Recyclers, apparently, are ditzy New Agers, while landfill
proponents are no-nonsense Marlboro men.
But it's Tierney and his editors at The Times who have their
heads in the clouds. If Tierney had only checked the readily
available data, he'd have found that recycling efforts create far
more jobs than do waste-disposal enterprises. One recent study by
the Institute for Local Self Reliance, for instance ("Creating
Wealth From Discarded Materials," Economic Development
Commentary, Vol. 19, No. 4, Winter 1996), shows how dramatic
the difference between recycling and disposal benefits in the three
metropolitan areas of Washington, DC, Baltimore, MD, and
Richmond, VA. "This region recycles 24 percent of its waste
stream," write authors Neil Seldman and Michael Lewis," and
disposes of 74 percent in landfills and incinerators. Yet the
recycling sector supports 7,187 jobs as compared to the disposal
sector which generates only 1,418 jobs."
Because The New York Times has a vested interest in seeing to it
that recycling regulations are abolished, it's not surprising the
paper let Tierney spew out a lot of garbage. Neither he nor his
editors are likely to be persuaded by figures that undermine their
argument. Yet for thousands who reap the economic benefits of
recycling, and the tens of thousands more who could profit from
expanded recycling efforts, what's important is not so muchThe
Times ' editorial decisions, but the old newspapers in its waste
stream, which could either molder for no good reason in landfills
or get a second life, hopefully to print the truth.

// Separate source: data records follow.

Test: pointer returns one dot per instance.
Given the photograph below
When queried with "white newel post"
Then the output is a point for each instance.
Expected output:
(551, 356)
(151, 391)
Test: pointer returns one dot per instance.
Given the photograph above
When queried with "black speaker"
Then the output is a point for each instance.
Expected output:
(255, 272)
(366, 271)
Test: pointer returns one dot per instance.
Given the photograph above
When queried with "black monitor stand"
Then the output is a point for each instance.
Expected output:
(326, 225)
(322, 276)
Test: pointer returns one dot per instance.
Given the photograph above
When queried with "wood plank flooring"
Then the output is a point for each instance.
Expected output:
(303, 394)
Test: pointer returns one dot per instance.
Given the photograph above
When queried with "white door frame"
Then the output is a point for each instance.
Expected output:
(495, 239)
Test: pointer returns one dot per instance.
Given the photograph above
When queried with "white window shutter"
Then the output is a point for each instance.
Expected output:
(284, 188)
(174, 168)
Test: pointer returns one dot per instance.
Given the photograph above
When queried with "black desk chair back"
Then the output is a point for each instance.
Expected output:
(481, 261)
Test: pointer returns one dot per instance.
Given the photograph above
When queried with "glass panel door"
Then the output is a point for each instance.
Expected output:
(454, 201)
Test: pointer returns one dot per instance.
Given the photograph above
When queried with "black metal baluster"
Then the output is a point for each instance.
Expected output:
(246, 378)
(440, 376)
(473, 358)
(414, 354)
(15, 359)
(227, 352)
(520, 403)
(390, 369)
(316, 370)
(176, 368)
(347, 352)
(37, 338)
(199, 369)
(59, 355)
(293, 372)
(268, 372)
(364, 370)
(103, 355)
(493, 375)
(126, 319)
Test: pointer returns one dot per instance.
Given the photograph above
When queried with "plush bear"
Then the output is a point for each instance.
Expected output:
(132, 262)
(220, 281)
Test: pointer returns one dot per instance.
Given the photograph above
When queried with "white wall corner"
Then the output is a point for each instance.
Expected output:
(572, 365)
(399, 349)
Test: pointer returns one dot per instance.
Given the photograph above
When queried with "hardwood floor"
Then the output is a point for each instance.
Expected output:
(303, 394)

THE TIMES FALLACY: Federal recycling regulations
equal central planning.
REALITY: The Cold War isn't dead, it's just shifted from the
Soviet Union to the United States, where conservatives have
zeroed in on environmentalists as the new Red Menace. The
irony, of course, is that recycling and other environmental goals
are profoundly conservative by nature, aimed at preserving
natural resources and keeping communities--including
non-human ones--intact.
THE TIMES FALLACY: Cutting 75,000 trees for The New
York Times Sunday edition does not equal waste, because
America's supply of timber is increasing.
REALITY: The timber supply increases at the expense of
forests, which are rapidly declining. The editors of Clearcut
(Earth Island Press/Sierra Club Books, 1993) noted aptly that
"trees planted in rows by industrial foresters do not make a
forest." Tree plantations lack the complex ecology of forests.
They're biologically sterile. Part of the reason so many animal
and plant species in the United States and Canada are teetering on
the verge of extinction is that nurturing, protective forest habitats
have been clearcut to make way for tree farms. To count these
plantations as part of the nation's "forest cover" is to ignore the
vast damage inflicted by logging companies across the continent.